Ostritz (, ) is a town in the district Görlitz, in Saxony, Germany. It is situated on the border with Poland, on the left bank of the Lusatian Neisse, 16 km south of Görlitz.

It was the scene of a small battle in the Seven Years' War, described in a contemporary journal as follows: On 31st December 1756 a picket of Prince Heinrich's Regiment under the command of Major Heinrich von Blumenthal, which had been sent out from Zittau to Ostritz, was attacked by 500 Croats who, notwithstanding their numerical superiority were thoroughly beaten off. The Croats got right into the town and set fire to some houses, but the fires were put out. The most serious loss on the Prussian side was the brave Major von Blumenthal, who fell right at the beginning of the action.

In recent years, the town has become known for its efforts in recycling and ecological renewable energy.

It is also located next to the thirteenth century Cistercian nunnery, St. Marienthal Abbey, which is still functioning.
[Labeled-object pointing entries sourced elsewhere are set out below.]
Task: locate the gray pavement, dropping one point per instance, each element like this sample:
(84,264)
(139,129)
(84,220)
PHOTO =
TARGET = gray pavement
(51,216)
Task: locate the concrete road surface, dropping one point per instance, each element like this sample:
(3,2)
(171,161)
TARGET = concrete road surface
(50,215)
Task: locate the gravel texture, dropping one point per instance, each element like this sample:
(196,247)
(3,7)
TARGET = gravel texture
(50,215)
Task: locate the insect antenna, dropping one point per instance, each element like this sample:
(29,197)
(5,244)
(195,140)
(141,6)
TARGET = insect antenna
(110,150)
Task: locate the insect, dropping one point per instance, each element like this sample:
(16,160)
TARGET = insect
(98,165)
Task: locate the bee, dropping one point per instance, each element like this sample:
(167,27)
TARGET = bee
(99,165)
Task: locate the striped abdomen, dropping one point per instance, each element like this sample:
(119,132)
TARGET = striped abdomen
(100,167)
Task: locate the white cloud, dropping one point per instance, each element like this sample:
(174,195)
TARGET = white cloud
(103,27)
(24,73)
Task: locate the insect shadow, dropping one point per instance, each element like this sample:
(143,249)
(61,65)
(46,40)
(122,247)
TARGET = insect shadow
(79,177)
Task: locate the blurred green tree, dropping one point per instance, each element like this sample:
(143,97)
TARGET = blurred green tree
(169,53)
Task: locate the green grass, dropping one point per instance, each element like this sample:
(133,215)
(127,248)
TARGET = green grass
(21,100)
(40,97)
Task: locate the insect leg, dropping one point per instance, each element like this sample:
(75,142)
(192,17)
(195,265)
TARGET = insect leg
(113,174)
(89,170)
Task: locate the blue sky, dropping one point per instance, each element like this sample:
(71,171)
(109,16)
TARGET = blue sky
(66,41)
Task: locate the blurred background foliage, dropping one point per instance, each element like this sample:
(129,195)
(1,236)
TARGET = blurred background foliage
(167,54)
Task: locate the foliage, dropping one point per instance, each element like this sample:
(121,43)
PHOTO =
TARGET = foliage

One curious fact about the town is that due to territorial changes after the Second World War its railway station lies in the Polish village of Krzewina. It is part of the Görlitz-Zittau train line.

Incidents 
The "Shield and Sword" festival (or "SS Festival" for short) was launched on 20 April 2018 commemorating Adolf Hitler's birthday and was opposed by the Ostritz Peace Festival established by local residents. In 2019, a court in Dresden imposed a ban on the sale or possession of alcohol at the Schild and Schwert Festival. Police confiscated thousands of litres of beer and local residents bought up the entire stock from the local supermarket.